Under Fire
Stop looking at me. I didn’t do anything
wrong. I don’t know the words to the song.
That’s all. I wandered around the mall
with my broken watch. I had all my receipts.
But no one would take anything back.
I am stuck with the whole mess. Saved
phone messages, archived email, notes
you wrote on your hand. The hand you once
held out to me, the bed where we once slept
together. The dirty underwear in the hamper.
I don’t know how I will get home. I don’t
need you to tell me I’m an idiot. I need you
to remember where I came from so I can get
back there and put out the fire and go to sleep.
—Terence Winch
from i.e. anthology
from the archive; first printed 8/8/09
A stunning poem that feels so personal, honest, true -- and universal, too. "I wandered around the mall/with my broken watch." What a brilliant modern metaphor. I feel this sad, beautiful poem in my bones.
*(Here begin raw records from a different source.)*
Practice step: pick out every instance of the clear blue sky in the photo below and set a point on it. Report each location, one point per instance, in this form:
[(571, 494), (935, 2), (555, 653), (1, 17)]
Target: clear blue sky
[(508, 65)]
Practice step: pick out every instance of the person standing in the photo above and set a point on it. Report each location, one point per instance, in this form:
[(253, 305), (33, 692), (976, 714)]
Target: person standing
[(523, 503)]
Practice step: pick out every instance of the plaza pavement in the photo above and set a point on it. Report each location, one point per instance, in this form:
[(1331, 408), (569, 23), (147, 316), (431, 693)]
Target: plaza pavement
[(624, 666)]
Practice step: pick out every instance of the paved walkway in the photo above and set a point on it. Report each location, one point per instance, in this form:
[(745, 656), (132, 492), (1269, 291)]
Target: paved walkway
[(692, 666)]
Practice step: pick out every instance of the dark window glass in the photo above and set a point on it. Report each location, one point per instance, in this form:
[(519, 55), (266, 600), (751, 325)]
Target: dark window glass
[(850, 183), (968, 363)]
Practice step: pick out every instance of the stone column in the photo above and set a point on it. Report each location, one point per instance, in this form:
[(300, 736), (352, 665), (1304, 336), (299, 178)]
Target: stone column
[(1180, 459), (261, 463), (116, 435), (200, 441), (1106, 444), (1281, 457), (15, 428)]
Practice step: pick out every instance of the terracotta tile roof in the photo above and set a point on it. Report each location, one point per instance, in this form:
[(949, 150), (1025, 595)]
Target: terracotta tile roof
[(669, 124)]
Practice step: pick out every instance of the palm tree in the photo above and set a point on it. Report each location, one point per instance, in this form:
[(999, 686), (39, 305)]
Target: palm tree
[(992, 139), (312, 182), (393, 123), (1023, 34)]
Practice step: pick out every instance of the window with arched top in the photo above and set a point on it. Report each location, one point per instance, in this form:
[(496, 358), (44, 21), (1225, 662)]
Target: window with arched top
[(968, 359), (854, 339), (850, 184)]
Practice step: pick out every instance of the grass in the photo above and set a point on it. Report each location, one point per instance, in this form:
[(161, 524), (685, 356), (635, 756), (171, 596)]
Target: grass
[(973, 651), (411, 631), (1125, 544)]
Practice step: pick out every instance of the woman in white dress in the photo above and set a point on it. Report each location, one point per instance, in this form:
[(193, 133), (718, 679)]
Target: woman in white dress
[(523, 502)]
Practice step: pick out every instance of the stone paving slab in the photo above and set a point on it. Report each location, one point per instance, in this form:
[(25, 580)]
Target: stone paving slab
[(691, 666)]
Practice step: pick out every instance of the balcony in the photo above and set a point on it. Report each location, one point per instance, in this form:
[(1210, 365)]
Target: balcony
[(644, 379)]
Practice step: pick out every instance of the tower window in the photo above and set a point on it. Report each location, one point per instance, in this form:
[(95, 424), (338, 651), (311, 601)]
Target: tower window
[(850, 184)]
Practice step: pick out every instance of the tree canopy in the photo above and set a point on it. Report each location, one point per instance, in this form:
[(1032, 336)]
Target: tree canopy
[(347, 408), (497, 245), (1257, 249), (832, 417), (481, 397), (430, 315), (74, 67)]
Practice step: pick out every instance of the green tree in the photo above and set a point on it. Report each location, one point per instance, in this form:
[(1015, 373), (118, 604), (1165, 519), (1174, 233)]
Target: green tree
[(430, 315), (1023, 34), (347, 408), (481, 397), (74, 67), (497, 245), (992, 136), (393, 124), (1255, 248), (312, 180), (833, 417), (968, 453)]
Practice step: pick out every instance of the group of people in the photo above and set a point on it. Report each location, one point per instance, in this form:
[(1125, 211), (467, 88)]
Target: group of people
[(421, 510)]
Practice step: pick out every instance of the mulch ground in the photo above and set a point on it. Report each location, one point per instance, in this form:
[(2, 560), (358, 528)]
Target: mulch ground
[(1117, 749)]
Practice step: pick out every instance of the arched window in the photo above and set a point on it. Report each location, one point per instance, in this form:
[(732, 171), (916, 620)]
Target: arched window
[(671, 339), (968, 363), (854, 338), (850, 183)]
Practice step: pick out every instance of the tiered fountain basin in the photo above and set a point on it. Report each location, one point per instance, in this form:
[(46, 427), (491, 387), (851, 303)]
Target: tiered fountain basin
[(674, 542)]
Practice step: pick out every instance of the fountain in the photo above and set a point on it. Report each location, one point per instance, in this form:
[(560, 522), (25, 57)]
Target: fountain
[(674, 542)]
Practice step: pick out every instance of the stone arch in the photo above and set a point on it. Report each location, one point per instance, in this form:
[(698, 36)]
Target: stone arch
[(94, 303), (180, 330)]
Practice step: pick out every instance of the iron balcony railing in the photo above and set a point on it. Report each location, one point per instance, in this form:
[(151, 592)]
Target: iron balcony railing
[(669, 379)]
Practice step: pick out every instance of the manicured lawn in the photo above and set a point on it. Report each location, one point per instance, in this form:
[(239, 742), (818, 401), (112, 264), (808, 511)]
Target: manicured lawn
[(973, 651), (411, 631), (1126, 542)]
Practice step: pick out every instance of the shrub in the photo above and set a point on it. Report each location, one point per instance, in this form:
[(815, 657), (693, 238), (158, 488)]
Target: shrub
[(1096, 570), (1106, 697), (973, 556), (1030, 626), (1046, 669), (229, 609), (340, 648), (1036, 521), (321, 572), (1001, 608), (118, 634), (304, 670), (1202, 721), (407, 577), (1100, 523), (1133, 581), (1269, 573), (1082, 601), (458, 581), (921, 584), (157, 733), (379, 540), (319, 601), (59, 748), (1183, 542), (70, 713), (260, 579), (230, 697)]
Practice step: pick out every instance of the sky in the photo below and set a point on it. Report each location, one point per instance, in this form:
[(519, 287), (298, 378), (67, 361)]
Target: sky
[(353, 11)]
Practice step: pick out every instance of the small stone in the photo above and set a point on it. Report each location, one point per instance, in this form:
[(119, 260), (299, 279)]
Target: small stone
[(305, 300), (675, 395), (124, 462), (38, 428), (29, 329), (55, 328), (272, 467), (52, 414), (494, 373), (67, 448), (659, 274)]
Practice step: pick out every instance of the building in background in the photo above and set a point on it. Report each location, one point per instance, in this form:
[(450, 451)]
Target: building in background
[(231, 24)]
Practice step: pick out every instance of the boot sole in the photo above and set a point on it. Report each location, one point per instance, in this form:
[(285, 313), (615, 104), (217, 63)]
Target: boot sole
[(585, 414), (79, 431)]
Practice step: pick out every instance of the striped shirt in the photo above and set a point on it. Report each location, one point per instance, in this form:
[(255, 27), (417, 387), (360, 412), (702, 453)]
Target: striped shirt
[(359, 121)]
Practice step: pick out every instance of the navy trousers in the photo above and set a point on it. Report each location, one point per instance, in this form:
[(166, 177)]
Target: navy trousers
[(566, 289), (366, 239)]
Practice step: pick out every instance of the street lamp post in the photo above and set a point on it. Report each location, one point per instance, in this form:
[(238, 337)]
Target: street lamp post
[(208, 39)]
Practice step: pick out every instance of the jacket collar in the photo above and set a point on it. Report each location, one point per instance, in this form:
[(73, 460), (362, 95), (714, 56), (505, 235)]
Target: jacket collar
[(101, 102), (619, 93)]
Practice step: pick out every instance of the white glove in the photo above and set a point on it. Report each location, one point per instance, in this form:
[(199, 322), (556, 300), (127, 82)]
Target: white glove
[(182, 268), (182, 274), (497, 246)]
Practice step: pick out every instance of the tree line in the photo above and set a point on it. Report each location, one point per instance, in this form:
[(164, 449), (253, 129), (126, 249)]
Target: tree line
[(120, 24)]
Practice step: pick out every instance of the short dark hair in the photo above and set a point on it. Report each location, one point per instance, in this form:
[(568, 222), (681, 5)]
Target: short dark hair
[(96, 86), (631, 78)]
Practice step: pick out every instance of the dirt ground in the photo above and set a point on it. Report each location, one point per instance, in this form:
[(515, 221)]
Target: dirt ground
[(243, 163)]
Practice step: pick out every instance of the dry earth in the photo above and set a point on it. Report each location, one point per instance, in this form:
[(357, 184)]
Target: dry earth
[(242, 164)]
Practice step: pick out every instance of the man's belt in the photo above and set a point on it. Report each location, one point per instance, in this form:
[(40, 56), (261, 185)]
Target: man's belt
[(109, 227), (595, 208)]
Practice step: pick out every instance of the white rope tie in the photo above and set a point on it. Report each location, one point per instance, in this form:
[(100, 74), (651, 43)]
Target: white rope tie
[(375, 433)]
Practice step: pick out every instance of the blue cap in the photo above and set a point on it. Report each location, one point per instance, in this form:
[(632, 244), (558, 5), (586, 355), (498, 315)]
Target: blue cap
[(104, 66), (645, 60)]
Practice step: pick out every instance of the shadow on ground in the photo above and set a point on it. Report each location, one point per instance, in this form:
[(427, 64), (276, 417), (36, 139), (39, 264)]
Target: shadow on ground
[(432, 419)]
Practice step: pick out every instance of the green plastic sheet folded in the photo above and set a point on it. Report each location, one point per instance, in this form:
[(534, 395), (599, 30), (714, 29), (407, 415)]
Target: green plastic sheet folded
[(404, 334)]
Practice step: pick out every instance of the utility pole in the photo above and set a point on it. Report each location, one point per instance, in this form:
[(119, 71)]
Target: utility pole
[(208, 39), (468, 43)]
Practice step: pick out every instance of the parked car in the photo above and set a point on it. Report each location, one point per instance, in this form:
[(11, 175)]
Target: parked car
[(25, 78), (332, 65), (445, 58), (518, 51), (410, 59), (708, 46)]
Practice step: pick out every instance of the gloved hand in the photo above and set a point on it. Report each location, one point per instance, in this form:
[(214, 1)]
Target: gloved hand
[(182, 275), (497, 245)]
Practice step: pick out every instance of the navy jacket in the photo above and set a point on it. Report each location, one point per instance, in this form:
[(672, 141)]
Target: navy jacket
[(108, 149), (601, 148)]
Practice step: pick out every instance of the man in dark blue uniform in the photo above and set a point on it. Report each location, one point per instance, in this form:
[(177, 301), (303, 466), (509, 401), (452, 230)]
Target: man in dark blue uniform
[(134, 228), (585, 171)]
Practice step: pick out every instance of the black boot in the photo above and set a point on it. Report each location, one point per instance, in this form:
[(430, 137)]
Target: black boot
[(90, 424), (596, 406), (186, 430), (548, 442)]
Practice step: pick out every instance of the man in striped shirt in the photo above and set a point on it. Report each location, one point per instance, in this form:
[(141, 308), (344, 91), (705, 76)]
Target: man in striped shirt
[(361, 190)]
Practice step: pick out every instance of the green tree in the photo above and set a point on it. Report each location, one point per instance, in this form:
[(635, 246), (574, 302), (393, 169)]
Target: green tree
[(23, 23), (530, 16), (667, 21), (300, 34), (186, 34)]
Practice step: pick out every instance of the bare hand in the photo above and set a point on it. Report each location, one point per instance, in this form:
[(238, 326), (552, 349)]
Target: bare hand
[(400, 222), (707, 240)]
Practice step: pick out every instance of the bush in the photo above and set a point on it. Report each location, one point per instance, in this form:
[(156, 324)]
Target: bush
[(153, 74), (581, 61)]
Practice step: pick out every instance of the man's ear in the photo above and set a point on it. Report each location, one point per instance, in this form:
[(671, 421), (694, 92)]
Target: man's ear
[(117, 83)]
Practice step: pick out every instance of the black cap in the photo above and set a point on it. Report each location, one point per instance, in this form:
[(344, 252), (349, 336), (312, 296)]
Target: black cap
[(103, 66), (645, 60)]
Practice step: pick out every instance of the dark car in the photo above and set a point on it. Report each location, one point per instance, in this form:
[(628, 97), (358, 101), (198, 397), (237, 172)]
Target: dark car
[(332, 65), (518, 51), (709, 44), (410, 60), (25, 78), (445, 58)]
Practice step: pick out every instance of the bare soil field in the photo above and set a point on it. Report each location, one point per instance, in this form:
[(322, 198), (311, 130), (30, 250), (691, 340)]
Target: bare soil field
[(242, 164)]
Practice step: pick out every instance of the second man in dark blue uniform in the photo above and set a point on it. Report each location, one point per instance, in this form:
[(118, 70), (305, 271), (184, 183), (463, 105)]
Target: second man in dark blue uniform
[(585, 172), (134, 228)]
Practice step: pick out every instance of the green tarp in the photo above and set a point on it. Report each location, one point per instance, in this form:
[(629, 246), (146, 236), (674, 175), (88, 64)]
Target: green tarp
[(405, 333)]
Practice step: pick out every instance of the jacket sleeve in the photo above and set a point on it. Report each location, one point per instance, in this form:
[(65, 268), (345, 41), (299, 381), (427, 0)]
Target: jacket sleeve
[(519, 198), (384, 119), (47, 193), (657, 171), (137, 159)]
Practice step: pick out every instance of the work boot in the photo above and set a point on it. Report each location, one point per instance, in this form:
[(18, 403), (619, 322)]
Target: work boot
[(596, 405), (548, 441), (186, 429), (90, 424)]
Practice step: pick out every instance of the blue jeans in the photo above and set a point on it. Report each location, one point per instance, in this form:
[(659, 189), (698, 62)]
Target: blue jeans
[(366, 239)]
Posted by: Emily Fragos | August 11, 2022 at 05:18 PM
💜👍🏽
Posted by: Jack Skelley | August 13, 2022 at 11:49 AM
Terence, your wonderful poem reminds me of a prayer by Thomas Merton that has the words "I have no idea where I am going, I do not see the road ahead of me...Nor do I really know myself." He wrote this years before he fell deeply and passionately in love with Marge, a nurse who was taking care of him. Were he to write such thoughts again at that time, I wonder would his words be closer to your own, expressing his confusion in the vivid, real-life detail born of experience.